Le débat était suivi d’un « apéritif blanc » en solidarité aux victimes de toutes ces années, « la couleur blanche étant aussi le symbole de la paix, de la pureté et de la sagesse ».

Une dizaine de maires, élus municipaux ou agriculteurs ont répondu à l’appel, « mais personne de la Collectivité » a déploré Maryline Taddei ; même si l’Odarc a annoncé prendre des initiatives prochainement.

 


« Cambià Avà a pour objectif la défense des victimes d’animaux de rente en divagation
dans tous les lieux urbanisés et sur les routes »
a expliqué Maryline qui a fait part de sa triste expérience. Une charge de bovins le 7 novembre 2020 lui a valu 8 mois d’hospitalisation, de multiples opérations, qui ne sont malheureusement pas terminées puisqu’elle sera de nouveau hospitalisée pour subir une autre opération réparatrice en janvier prochain. Et elle n’est pas la seule. 10 personnes ont été victimes d’accidents avec des bovins depuis la création de l’association Cambià Avà, et d’innombrables autres sont recensées depuis des années, blessées, parfois très gravement, perdant l’usage d’un membre, et parfois hélas décédées. Sans parler des accidents avec des touristes imprudents. Mais les blessures physiques ne sont pas les seules. De tels accidents entraînent aussi toutes sortes de conséquences graves dans la vie des victimes, handicap, perte d’emploi, séquelles psychologiques, vie familiale bouleversée, parfois divorce ou séparation, dégâts matériels (lors d’accidents de voiture). « Grâce à mes amis j’ai transcendé cet horrible accident en quelque chose de positif en créant cette association, en essayant de rassembler les victimes, afin d’agir auprès des pouvoirs publics pour qu’enfin on trouve des solutions à ce fléau » confie Maryline qui dénonce aussi la maltraitance animale, « pè a difesa di e troppe numerose vittime di l’animali sbandunati in ogni lochi di Corsica. Sè noi ci’arrizzemu oghjè in un associu, ùn hè micca per entre in guerra ! Ma à u cuntrariu, cerchemu i mezi è e manere per truvà e sfarenti suluzioni cun tutti. Sta dimarchja ci purterà à truvà un pianu di salvezza di sta calamità. Per quessu oghjè emu fattu sta chjama à l’eletti di a corsica sana. »

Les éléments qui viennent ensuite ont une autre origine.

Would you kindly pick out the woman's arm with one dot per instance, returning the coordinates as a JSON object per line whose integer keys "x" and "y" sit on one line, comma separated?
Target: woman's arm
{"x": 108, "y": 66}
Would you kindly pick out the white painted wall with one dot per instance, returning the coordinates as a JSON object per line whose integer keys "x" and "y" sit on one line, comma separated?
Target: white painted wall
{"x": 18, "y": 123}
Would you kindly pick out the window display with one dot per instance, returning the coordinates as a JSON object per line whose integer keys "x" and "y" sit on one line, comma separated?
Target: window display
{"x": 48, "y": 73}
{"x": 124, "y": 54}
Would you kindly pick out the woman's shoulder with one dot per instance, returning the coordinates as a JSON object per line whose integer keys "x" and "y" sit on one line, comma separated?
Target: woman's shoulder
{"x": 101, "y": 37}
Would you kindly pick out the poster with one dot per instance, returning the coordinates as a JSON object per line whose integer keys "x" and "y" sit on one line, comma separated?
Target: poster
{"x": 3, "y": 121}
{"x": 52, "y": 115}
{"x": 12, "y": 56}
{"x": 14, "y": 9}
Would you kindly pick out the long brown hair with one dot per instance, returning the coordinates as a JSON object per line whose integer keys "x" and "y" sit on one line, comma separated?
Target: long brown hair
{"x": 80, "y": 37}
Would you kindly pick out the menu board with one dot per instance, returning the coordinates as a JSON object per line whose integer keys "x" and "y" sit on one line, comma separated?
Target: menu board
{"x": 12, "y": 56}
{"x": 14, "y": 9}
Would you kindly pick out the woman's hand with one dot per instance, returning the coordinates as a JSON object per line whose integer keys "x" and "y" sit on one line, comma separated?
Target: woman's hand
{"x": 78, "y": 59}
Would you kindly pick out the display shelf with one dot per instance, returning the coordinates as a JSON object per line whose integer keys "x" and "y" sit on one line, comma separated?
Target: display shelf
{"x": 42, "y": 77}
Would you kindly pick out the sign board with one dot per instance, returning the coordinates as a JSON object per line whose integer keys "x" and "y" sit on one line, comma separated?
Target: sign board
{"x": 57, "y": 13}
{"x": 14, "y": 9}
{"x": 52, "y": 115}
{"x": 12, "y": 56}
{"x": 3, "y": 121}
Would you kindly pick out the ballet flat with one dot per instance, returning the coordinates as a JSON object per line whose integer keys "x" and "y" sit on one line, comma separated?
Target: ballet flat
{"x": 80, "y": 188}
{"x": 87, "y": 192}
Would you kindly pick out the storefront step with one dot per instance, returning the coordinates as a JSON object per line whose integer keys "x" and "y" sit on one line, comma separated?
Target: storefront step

D’autres initiatives similaires seront prises, un peu partout en Corse, tant ce phénomène sévit du nord au sud de l’île, dans l’intérieur, mais aussi de plus en plus dans les villes, car les bêtes en manque de soin, parfois rendues à l’état sauvage, s’approchent des lieux urbanisés pour se nourrir.

 

Ce fléau est le résultat d’une politique agricole de rente, souvent pour maintenir la vie dans l’intérieur, auprès de personnes qu’on improvise agriculteurs. C’est le système « pousse au crime » des primes à la vache qui ne favorise pas la production mais la détention de bovins. Au point d’ailleurs que même des fonctionnaires ou des professions libérales déclarent des animaux qu’ils laissent divaguer dans le maquis… ces personnes font beaucoup de mal au monde agricole. Mais le fléau est aussi la résultante d’une désertification de l’intérieur, avec de vrais éleveurs qui ont vieilli, ne peuvent plus s’occuper de leurs bêtes, parfois décèdent, sans que le bétail soit repris par un autre éleveur, ou que la famille, éloignée, ne puisse s’en charger. Ainsi, au fil des années, des bêtes livrées à elles-mêmes se sont répandues dans le maquis, s’y sont reproduits, et on compterait, selon les autorités, quelque 20.000 animaux abandonnés, principalement des bovins.

Inévitablement, ils s’approchent des lieux habités et c’est parfois le drame.

 

Comment régler le problème ? C’est toute la complexité car même à supposer que l’on mobilise des moyens pour regrouper ces animaux, il n’est pas pensable de les abattre. Ils ne sont pour rien dans nos politiques défaillantes et le lascia corre qui a perduré durant trop d’années. Seul un véritable plan de remise sur le circuit de l’élevage de ces animaux est susceptible de peu à peu résorber les troupeaux sauvages. Ce qui suppose une campagne de capture pour les parquer, les traiter par des services vétérinaires, éliminer les animaux malades, donner à des éleveurs ou à des associations humanitaires les animaux sains. Ce qui suppose aussi d’adapter les règles car lorsque l’on n’a pas de suivi vétérinaire d’animaux, leur consommation est interdite. Il faut donc des budgets, des réponses juridiques et administratives, bref un véritable plan de résorption de ces animaux en divagation. Mettre tous ces moyens en route c’est une question de volonté politique.

C’est à tout cela que réfléchit ou appelle à réfléchir Cambià Avà. Saluons son implication et le courage des victimes qui ont déjà tant à faire pour essayer de retrouver une vie normale. Leur engagement citoyen est remarquable car il vise avant tout l’intérêt général, et à éviter de prochaines victimes.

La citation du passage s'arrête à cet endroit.